Jazz Culture : exposition "Giorgio de Chirico. La peinture métaphysique" au musée de l'Orangerie

L’exposition Giorgio de Chirico - La peinture métaphysique se tient au musée de l’Orangerie à Paris jusqu’au 14 décembre 2020. On y retrouve le tableau de 1915 “Le voyant” (inspiré par Arthur Rimbaud) qui a servi pour la pochette de l’album “Misterioso” de Thelonious Monk en 1958.

Jazz Culture : exposition "Giorgio de Chirico. La peinture métaphysique" au musée de l'Orangerie
Affiche Giorgio de Chirico, © Musée de l'Orangerie

L’exposition Giorgio de Chirico. La peinture métaphysique qui devait se tenir au musée de l’Orangerie à partir du 1er avril a été reportée au 16 septembre. Elle est ici présentée avec un parcours virtuel à partir d’une sélection d’une quinzaine d’oeuvres. 

L’exposition a été conçue sous le commissariat général de Paolo Baldacci, historien d’art, avec Cécile Girardeau, conservatrice au musée de l’Orangerie et Annabelle Görgen-Lammers, conservatrice à la Hamburger Kunsthalle. Elle a été co-organisée par l’Établissement public des musées d’Orsay et de l’Orangerie et la Kunsthalle de Hambourg. 

Giorgio de Chirico (1888-1978), artiste né en Grèce, issu d’une famille ottomane cosmopolite de nationalité italienne, conçoit une œuvre unique, étrange. Sa peinture singulière, qualifiée par le poète Guillaume Apollinaire de "métaphysique", a fortement marqué l’art moderne, de Picasso au surréalisme. Chirico pose à travers ses tableaux la question du visible. L’esprit et le mystère du monde que les peuples antiques exprimaient par les mythes, ne résident pas, selon lui, dans un au-delà invisible, mais bien dans le monde tangible et matériel dont il s’attache à mettre en évidence les signes.

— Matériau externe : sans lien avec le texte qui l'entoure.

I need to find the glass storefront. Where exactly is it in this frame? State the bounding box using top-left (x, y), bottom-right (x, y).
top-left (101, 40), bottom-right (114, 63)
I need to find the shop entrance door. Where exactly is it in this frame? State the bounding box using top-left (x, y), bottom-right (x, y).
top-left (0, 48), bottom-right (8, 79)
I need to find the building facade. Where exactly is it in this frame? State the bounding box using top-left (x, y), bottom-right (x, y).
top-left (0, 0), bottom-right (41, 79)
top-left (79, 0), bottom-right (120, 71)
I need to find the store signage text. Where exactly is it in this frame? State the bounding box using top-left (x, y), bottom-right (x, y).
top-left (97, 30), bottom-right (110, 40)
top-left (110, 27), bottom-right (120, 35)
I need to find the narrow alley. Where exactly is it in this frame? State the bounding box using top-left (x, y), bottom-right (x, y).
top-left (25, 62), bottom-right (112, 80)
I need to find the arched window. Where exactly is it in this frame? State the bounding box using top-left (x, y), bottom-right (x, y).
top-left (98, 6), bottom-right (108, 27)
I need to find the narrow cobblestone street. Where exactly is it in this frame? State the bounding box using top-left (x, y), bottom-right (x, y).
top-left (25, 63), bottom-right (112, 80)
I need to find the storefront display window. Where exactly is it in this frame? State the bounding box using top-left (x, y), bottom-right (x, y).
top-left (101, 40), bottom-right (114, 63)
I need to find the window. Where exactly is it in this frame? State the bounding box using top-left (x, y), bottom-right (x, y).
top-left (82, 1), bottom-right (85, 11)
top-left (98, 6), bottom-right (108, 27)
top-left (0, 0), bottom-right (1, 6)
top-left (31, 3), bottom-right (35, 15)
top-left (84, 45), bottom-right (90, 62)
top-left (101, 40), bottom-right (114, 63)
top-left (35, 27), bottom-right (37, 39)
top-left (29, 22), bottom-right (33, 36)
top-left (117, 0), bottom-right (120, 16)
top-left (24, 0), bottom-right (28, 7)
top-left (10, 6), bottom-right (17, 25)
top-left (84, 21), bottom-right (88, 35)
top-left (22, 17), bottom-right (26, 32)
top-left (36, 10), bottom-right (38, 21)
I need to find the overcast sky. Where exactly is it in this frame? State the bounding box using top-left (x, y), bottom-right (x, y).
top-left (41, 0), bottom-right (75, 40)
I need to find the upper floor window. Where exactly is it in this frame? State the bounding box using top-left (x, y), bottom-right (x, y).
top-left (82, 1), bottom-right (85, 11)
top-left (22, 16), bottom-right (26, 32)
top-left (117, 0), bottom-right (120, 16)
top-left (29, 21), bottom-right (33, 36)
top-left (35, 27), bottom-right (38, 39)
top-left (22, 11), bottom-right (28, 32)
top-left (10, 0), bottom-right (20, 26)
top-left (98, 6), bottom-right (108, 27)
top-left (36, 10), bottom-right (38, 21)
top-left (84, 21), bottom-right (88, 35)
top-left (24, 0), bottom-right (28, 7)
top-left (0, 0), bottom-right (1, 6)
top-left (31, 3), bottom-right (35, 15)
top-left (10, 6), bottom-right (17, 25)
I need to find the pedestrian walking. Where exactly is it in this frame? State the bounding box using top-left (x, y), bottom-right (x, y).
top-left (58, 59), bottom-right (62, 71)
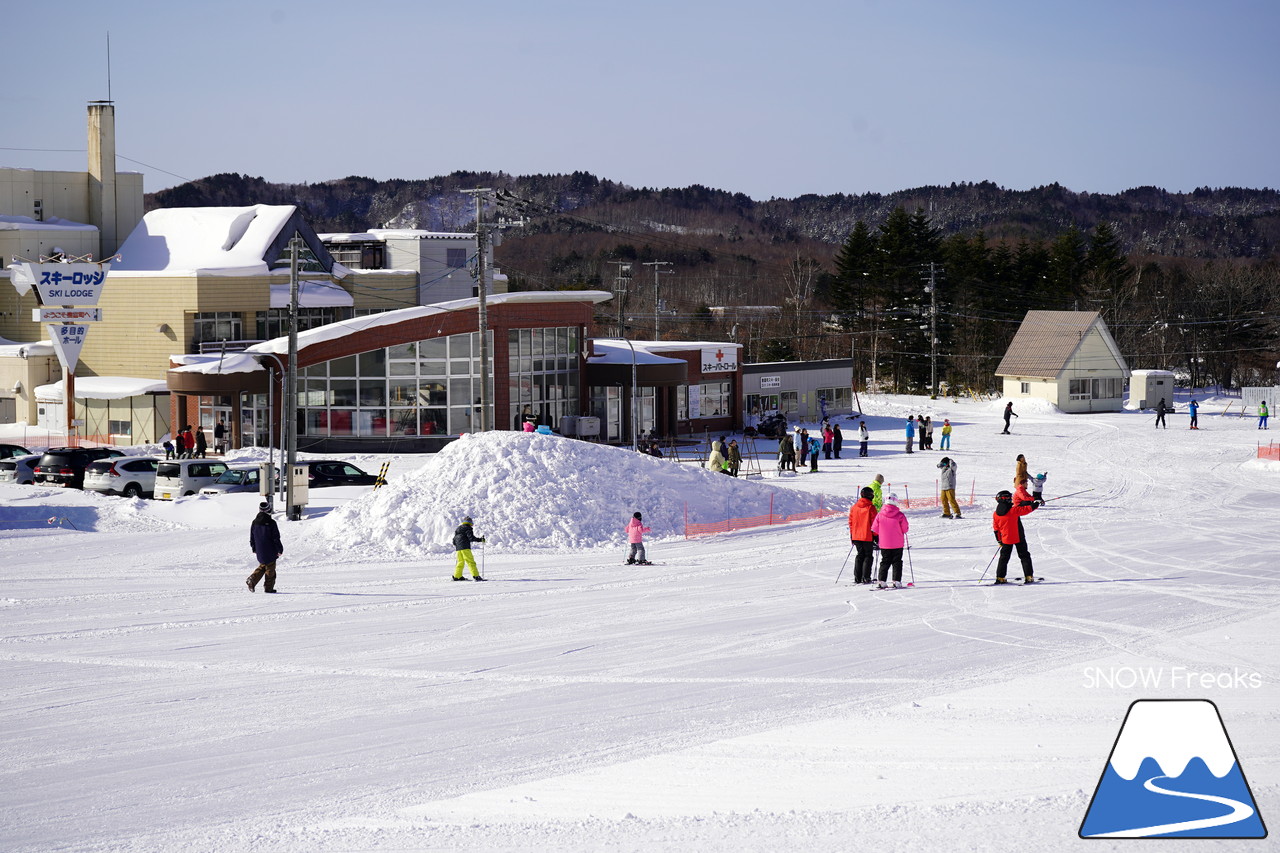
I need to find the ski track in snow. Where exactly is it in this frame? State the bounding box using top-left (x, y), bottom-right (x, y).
top-left (0, 398), bottom-right (1280, 853)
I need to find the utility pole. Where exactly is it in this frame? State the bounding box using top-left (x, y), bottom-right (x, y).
top-left (462, 188), bottom-right (493, 433)
top-left (924, 261), bottom-right (938, 400)
top-left (609, 261), bottom-right (631, 338)
top-left (644, 261), bottom-right (675, 341)
top-left (280, 237), bottom-right (302, 521)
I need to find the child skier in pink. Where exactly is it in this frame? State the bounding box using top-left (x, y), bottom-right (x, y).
top-left (872, 494), bottom-right (911, 589)
top-left (627, 512), bottom-right (653, 566)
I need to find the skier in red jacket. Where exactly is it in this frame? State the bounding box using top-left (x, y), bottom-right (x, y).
top-left (991, 487), bottom-right (1041, 584)
top-left (849, 485), bottom-right (876, 584)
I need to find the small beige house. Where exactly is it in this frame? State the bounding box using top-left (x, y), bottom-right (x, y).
top-left (996, 311), bottom-right (1129, 412)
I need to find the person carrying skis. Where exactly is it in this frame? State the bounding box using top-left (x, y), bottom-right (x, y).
top-left (1032, 471), bottom-right (1048, 503)
top-left (627, 512), bottom-right (653, 566)
top-left (1156, 397), bottom-right (1172, 429)
top-left (849, 485), bottom-right (877, 584)
top-left (453, 515), bottom-right (484, 580)
top-left (724, 438), bottom-right (742, 476)
top-left (1014, 453), bottom-right (1030, 485)
top-left (778, 433), bottom-right (796, 471)
top-left (707, 442), bottom-right (727, 474)
top-left (938, 456), bottom-right (963, 519)
top-left (872, 494), bottom-right (911, 589)
top-left (867, 474), bottom-right (884, 512)
top-left (244, 501), bottom-right (284, 593)
top-left (1001, 400), bottom-right (1018, 435)
top-left (991, 489), bottom-right (1039, 584)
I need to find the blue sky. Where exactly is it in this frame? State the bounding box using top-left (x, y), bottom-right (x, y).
top-left (0, 0), bottom-right (1280, 199)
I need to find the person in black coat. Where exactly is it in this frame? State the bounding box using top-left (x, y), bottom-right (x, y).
top-left (244, 501), bottom-right (284, 592)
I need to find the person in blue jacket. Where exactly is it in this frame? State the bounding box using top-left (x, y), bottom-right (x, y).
top-left (244, 501), bottom-right (284, 593)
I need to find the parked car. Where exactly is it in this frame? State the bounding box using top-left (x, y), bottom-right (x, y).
top-left (200, 467), bottom-right (262, 494)
top-left (0, 453), bottom-right (44, 483)
top-left (155, 459), bottom-right (227, 501)
top-left (36, 447), bottom-right (124, 489)
top-left (307, 459), bottom-right (378, 489)
top-left (84, 456), bottom-right (160, 497)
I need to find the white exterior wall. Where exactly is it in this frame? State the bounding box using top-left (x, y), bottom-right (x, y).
top-left (1004, 377), bottom-right (1066, 409)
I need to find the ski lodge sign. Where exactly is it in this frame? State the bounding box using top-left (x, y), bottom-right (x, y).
top-left (701, 347), bottom-right (737, 373)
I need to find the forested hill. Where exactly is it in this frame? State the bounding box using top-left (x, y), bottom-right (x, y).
top-left (146, 172), bottom-right (1280, 260)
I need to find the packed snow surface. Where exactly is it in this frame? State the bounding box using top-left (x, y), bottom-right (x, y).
top-left (0, 394), bottom-right (1280, 853)
top-left (320, 432), bottom-right (850, 556)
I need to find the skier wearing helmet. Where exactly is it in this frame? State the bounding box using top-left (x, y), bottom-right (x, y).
top-left (991, 489), bottom-right (1041, 584)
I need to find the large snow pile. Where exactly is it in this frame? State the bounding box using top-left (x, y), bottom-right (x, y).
top-left (320, 432), bottom-right (849, 555)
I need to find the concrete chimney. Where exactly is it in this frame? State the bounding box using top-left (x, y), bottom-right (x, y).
top-left (88, 101), bottom-right (120, 259)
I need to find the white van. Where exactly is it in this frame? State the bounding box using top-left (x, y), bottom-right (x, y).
top-left (155, 459), bottom-right (227, 501)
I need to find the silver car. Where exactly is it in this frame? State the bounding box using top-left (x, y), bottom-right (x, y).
top-left (84, 456), bottom-right (160, 497)
top-left (200, 467), bottom-right (262, 494)
top-left (0, 453), bottom-right (44, 483)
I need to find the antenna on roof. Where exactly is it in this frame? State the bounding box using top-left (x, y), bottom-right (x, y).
top-left (106, 29), bottom-right (111, 104)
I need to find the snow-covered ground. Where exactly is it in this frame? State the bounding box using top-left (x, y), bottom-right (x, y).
top-left (0, 397), bottom-right (1280, 853)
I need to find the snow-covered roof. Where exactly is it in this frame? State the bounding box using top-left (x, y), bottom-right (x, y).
top-left (169, 352), bottom-right (264, 374)
top-left (246, 291), bottom-right (613, 352)
top-left (0, 215), bottom-right (97, 231)
top-left (0, 338), bottom-right (55, 359)
top-left (591, 338), bottom-right (685, 365)
top-left (36, 377), bottom-right (169, 402)
top-left (319, 228), bottom-right (476, 243)
top-left (111, 205), bottom-right (297, 275)
top-left (271, 282), bottom-right (355, 307)
top-left (593, 338), bottom-right (742, 353)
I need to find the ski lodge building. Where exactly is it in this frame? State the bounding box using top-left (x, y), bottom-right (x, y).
top-left (996, 311), bottom-right (1130, 412)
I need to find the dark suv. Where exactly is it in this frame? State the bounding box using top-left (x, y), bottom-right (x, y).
top-left (36, 447), bottom-right (124, 489)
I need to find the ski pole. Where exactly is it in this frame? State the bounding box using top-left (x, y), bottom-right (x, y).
top-left (978, 546), bottom-right (1005, 584)
top-left (1041, 489), bottom-right (1093, 503)
top-left (836, 543), bottom-right (854, 584)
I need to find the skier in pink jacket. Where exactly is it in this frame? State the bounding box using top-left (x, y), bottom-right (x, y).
top-left (872, 494), bottom-right (911, 589)
top-left (627, 512), bottom-right (653, 566)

Profondément influencé par la pensée de Nietzsche dont il lit les écrits avec passion dès 1908, Ecce Homo, Ainsi parlait Zarathoustra. Il développe à partir de la notion d’"éternel présent"– instant immobile à jamais suspendu entre les deux éternités du passé et du futur – une approche particulière de sa propre évolution, en marge des avant-gardes.

Formé à Munich, nourri de ses voyages et séjours à Florence, Turin et Milan, il séjourne à Paris, entre 1911 et 1915, et adopte alors de nombreux procédés formels de la scène artistique parisienne – Cézanne, Matisse, Picasso. Chirico crée alors un art profondément nouveau, fondé non pas sur l’apparence des objets, mais sur les significations potentielles et les associations d’idées que ces objets peuvent susciter. Il tend ainsi à introduire en peinture la radicalité poétique de Rimbaud, la révolution spéculative de Nietzsche. 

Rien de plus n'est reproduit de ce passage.